Royal Ontario Museum

There are over 5,000 identified fossil specimens of Canadaspis, which has enabled paleontologists to reconstruct this invertebrate in great detail. Weirdly enough, the "head" of Canadaspis looks like a bifurcated butt sprouting four stalked eyes (two long, two short), while its "tail" looks like where its head should have gone. As far as we can tell, Canadaspis walked along the ocean floor on its twelve or so pairs of legs (corresponding to an equal number of body segments), the claws on the end of its front appendages stirring up sediments to unearth tasty bacteria and other detritus. As well-attested as it is, though, Canadaspis has been devilishly difficult to classify; it was once thought to be directly ancestral to crustaceans, but may have branched off from the tree of life even earlier than that.

11
of 13

Waptia

Wikimedia Commons

One shouldn't get so wrapped up in the strange appearance of Cambrian vertebrates as to lose sight of the larger picture: living shrimps can be very weird-looking, too.

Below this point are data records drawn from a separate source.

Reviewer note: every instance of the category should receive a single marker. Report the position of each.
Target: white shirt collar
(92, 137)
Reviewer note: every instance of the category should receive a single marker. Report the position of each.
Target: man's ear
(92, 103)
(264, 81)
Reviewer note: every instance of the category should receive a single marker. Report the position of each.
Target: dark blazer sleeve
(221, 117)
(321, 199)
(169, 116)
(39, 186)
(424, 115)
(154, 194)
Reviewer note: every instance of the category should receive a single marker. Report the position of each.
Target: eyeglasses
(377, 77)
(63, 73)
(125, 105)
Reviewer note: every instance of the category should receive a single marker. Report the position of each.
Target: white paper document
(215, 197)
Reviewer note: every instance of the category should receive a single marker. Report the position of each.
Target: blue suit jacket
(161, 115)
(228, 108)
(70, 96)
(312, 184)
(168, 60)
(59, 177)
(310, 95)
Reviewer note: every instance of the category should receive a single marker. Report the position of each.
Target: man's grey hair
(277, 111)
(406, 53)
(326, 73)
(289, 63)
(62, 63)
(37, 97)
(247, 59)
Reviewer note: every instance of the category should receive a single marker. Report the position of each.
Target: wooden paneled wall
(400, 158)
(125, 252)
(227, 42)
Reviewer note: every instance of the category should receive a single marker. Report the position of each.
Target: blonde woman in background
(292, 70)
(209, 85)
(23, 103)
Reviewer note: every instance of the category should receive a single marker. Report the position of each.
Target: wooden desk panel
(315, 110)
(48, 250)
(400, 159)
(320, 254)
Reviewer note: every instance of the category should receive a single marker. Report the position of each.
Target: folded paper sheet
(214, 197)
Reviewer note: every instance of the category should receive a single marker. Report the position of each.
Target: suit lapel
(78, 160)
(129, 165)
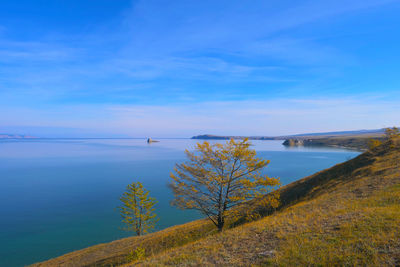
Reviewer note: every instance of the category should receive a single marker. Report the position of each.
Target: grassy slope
(348, 214)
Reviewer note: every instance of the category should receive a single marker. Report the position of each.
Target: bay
(60, 195)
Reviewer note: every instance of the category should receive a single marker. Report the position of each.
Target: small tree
(137, 211)
(219, 177)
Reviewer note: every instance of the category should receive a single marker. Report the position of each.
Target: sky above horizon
(180, 68)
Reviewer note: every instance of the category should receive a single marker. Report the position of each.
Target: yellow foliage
(218, 177)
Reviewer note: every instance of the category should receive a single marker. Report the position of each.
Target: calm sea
(60, 195)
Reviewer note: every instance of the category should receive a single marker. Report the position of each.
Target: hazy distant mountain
(283, 137)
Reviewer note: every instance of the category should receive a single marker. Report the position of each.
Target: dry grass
(346, 215)
(350, 220)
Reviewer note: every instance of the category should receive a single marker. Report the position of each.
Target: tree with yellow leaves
(220, 177)
(137, 210)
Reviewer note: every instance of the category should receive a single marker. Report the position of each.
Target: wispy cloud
(225, 67)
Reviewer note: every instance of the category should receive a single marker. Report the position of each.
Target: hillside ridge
(355, 179)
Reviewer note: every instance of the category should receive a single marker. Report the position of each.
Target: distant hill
(374, 132)
(347, 215)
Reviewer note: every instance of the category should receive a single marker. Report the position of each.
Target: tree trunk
(220, 223)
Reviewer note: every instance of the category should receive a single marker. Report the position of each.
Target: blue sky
(181, 68)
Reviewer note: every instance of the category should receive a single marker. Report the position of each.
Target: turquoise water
(61, 195)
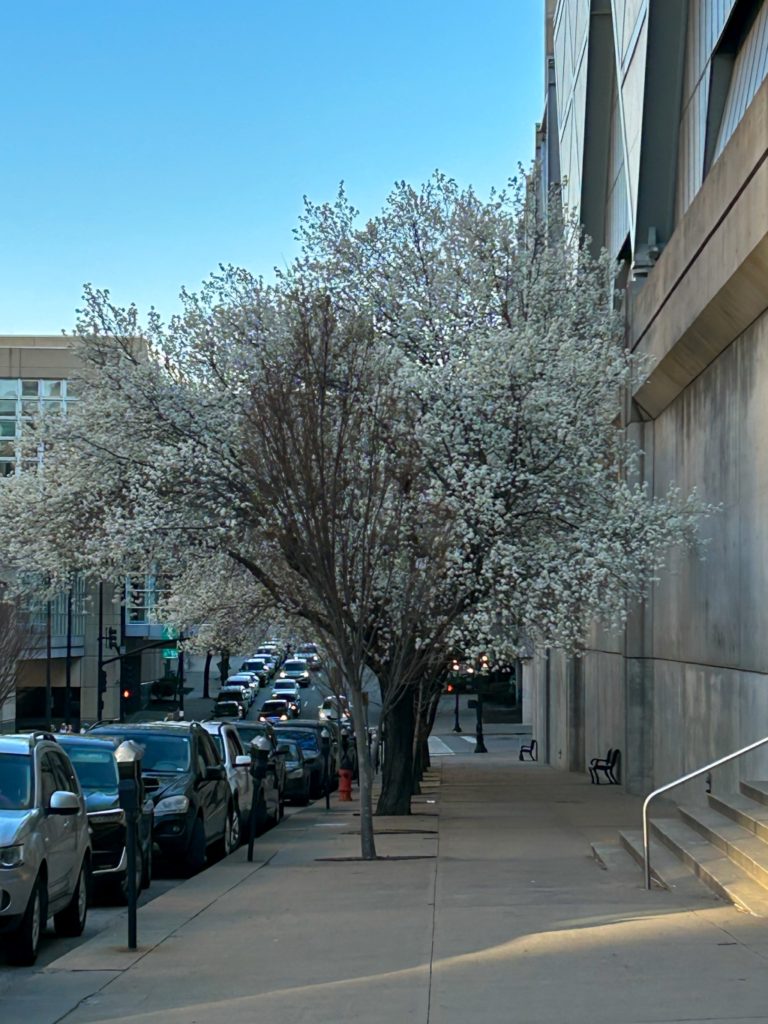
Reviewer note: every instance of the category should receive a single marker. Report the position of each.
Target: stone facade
(674, 181)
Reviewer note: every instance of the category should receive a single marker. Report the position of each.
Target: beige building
(655, 128)
(59, 669)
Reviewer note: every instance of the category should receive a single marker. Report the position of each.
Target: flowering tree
(410, 441)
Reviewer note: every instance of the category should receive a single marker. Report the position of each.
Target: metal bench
(607, 766)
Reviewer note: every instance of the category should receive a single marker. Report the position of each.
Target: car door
(60, 829)
(243, 778)
(214, 792)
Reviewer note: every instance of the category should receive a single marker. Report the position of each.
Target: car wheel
(196, 852)
(25, 942)
(71, 921)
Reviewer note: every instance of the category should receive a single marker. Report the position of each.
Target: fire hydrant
(345, 783)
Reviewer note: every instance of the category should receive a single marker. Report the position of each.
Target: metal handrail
(679, 781)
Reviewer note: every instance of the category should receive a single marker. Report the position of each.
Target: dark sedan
(96, 770)
(184, 776)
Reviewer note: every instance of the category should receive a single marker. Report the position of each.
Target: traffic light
(128, 699)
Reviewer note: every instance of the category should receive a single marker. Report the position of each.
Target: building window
(142, 595)
(23, 401)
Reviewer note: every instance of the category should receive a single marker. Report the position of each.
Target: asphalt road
(100, 915)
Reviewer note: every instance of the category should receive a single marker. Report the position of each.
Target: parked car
(96, 769)
(248, 731)
(296, 671)
(309, 736)
(263, 668)
(248, 680)
(186, 780)
(298, 772)
(286, 689)
(276, 711)
(45, 849)
(227, 709)
(238, 765)
(236, 692)
(335, 709)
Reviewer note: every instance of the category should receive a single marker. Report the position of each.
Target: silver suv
(45, 849)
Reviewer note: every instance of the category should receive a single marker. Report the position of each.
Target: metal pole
(679, 781)
(479, 741)
(131, 880)
(180, 681)
(457, 724)
(68, 671)
(48, 691)
(100, 655)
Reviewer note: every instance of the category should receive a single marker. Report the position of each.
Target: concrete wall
(687, 680)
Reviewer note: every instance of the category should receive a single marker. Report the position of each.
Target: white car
(286, 689)
(238, 765)
(45, 847)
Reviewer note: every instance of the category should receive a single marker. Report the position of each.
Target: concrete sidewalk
(489, 908)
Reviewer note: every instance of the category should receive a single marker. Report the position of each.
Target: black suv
(96, 769)
(309, 737)
(186, 780)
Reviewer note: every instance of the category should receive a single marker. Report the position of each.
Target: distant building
(35, 377)
(655, 132)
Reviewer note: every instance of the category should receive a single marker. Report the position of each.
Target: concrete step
(744, 811)
(756, 791)
(712, 865)
(737, 843)
(667, 869)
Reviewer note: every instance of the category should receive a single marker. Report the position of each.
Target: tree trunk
(397, 769)
(365, 781)
(207, 675)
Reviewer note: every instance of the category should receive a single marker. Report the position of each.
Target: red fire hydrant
(345, 783)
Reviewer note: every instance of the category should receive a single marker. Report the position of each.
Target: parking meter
(130, 788)
(326, 752)
(259, 760)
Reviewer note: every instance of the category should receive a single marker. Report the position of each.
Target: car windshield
(96, 769)
(162, 753)
(15, 782)
(306, 740)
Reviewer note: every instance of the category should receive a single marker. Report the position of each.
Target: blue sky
(145, 141)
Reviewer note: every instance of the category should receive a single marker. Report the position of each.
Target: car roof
(145, 727)
(84, 739)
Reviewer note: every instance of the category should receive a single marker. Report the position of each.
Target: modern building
(655, 132)
(61, 655)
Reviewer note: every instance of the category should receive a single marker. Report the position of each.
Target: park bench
(530, 749)
(608, 766)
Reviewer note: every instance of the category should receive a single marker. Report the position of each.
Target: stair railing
(679, 781)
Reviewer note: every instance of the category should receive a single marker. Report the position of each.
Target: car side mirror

The fact is that Waptia, the third most common fossil invertebrate of the Burgess Shale (after Marrella and Canadaspis), was recognizably a direct ancestor of modern shrimp, what with its beady eyes, segmented body, semi-hard carapace and multliple legs; for all we know, this invertebrate may even have been colored pink. One odd feature of Waptia is that its four front pairs of limbs were distinct from its six hind pairs of limbs; the former were used for walking along the sea floor, and the latter for propulsion through the water in search of food.

12
of 13

Tamiscolaris

One of the most amazing things about Cambrian invertebrates is that new genera are constantly being unearthed, often in the most remote places imaginable. Announced to the world in 2014, after its discovery in Greenland, Tamiscolaris was a close relative of Anomalocaris (see slide #3) that measured almost three feet from head to tail. The main difference is that whereas Anomalocaris clearly preyed on its fellow invertebrates, Tamiscolaris was one of the world's first "filter feeders," combing microorganisms out of the sea with the delicate bristles on its front appendages. Clearly, Tamiscolaris evolved from an "apex predator"-style anomalocarid in response to changing ecological conditions that made miscroscopic food sources more abundant.

13
of 13

Aysheaia

Wikimedia Commons

Possibly the strangest-looking Cambrian invertebrate in this slideshow, Aysheaia is, paradoxically, also one of the best understood—it has many features in common with both onychophorans, aka velvet worms, and the bizarre, microscopic creatures known as tardigrades, or "water bears." To judge by its distinctive anatomy, this one- or two-inch-long animal grazed on prehistoric sponges, which it clung to tightly with its numerous claws, and the shape of its mouth signals a predatory rather than detritus-gobbling lifestyle (as do the paired structures around its mouth, which were likely used to grasp prey, as well as the six strange, finger-like structures growing from this invertebrate's head).